Pues te lo voy a explicar…
(AZprensa) Todo parte de
un proceso muy simple, de empezar poco a poco con lo que en cada etapa se puede
asimilar, al igual que sucede cuando a nuestros hijos les enseñamos a caminar;
no podemos pretender que pasen de ir a gatas a caminar como un marchador
olímpico en un abrir y cerrar de ojos.
En
el caso de la lectura, hay que aficionarlos desde el principio. Cuando empiezan
a tener entendimiento, leyéndoles cuentos. Cuando ya saben leer, comprándoles
cuentos apropiados a su edad y, según van cumpliendo años, ir ajustando esos
libros a la edad que cumplen; eso sí, procurando que los libros que les
compremos sean siempre de su agrado. Me explicaré: si a un niño le gustan mucho
los animales, pues que esos libros sean de animales; si le gustan las películas
de Disney, pues que sean de películas de Disney; y también —y esto es muy
importante— que no sean todos los cuentos del mismo estilo, sino que se
acostumbre desde pequeño a leer cosas variadas.
Cuando
ya son un poco mayores, llegará la edad de los cómics, y que no nos asuste,
porque la lectura de cómics puede convertirse en la antesala de la lectura
culta y formativa que vendrá más tarde. También en el mundo de los cómics irá
evolucionando en sus gustos, ya que hay tebeos para todas las preferencias y
todas las edades.
Cuando
llegue a la adolescencia tendrá que dar un paso importante: de los cómics a las
novelas y a los libros para jóvenes. Y aquí hago un inciso para rendir homenaje
a la Editorial Bruguera, que —cuando yo era adolescente— sacó una colección
llamada «Historias» en donde toda una serie de novelas para jóvenes venían
acompañadas con páginas de cómics que recreaban la novela.

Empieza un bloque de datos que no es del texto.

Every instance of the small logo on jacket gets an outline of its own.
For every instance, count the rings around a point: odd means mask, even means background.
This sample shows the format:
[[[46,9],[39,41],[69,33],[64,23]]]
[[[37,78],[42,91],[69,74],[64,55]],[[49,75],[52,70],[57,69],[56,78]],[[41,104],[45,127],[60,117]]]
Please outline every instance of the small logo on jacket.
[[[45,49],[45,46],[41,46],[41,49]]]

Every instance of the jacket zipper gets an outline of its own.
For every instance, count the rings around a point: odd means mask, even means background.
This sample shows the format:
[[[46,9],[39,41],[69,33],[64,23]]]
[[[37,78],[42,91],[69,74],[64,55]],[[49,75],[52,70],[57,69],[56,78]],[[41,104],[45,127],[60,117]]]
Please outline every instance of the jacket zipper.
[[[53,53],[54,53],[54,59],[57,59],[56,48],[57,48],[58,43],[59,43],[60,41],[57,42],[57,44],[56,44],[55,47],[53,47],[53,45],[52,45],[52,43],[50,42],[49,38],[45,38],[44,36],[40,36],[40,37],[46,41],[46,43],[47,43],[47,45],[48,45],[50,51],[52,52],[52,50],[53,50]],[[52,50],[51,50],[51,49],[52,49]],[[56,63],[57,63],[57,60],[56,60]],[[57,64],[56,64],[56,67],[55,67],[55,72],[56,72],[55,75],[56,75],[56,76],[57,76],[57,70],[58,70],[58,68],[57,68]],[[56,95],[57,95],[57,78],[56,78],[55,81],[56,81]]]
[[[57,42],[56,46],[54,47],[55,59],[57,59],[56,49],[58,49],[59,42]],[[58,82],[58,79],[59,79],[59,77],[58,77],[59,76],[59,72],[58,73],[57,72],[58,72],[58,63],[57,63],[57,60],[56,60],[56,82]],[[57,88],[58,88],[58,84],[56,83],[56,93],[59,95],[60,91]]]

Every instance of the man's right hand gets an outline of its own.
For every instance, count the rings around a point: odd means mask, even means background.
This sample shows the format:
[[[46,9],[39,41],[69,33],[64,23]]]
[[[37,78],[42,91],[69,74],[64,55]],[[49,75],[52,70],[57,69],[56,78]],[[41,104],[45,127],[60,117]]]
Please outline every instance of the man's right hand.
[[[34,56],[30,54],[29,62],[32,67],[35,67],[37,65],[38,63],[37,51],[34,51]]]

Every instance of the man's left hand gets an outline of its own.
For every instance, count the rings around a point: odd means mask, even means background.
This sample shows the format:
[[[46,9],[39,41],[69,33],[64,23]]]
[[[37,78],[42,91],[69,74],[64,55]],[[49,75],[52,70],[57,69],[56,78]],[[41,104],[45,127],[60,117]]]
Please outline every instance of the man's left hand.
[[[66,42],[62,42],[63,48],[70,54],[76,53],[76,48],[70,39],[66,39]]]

Allí estaban autores
como Julio Verne, Salgari, Burroughs, Dickens, etc., y todo aquel joven que
primero leyó cuentos y luego cómics se aficionaba rápidamente a la lectura de
novelas con esta especie de híbridos de novelas acompañadas de tebeos. (En la
imagen puedes ver cómo era esta colección).
De
aquí, y de una forma natural, el joven se considerará ya lo suficientemente
«adulto» como para desdeñar estas novelas-cómics y se decidirá por sí mismo a
leer novelas juveniles pero sin tantos «dibujitos». Y de ahí se pasará
finalmente a la literatura en general, desde los clásicos (algunos de los
cuales tendrá que leer obligatoriamente durante sus estudios) a cualquier
escritor contemporáneo que aborde temas de su gusto.
Este
es el camino y «así se hace un lector»; pero me olvidaba decir que en todo este
proceso hay dos factores necesarios para añadir:
Que
desde pequeño haya muchos libros en su casa.
Que
vea cómo sus padres leen libros y que hay muchos momentos en que prefieren leer
un libro antes que mirar tonterías en el móvil o dejar que les laven el cerebro
en la televisión.
PD.-
¡Uy, qué difícil de conseguir es esto último!”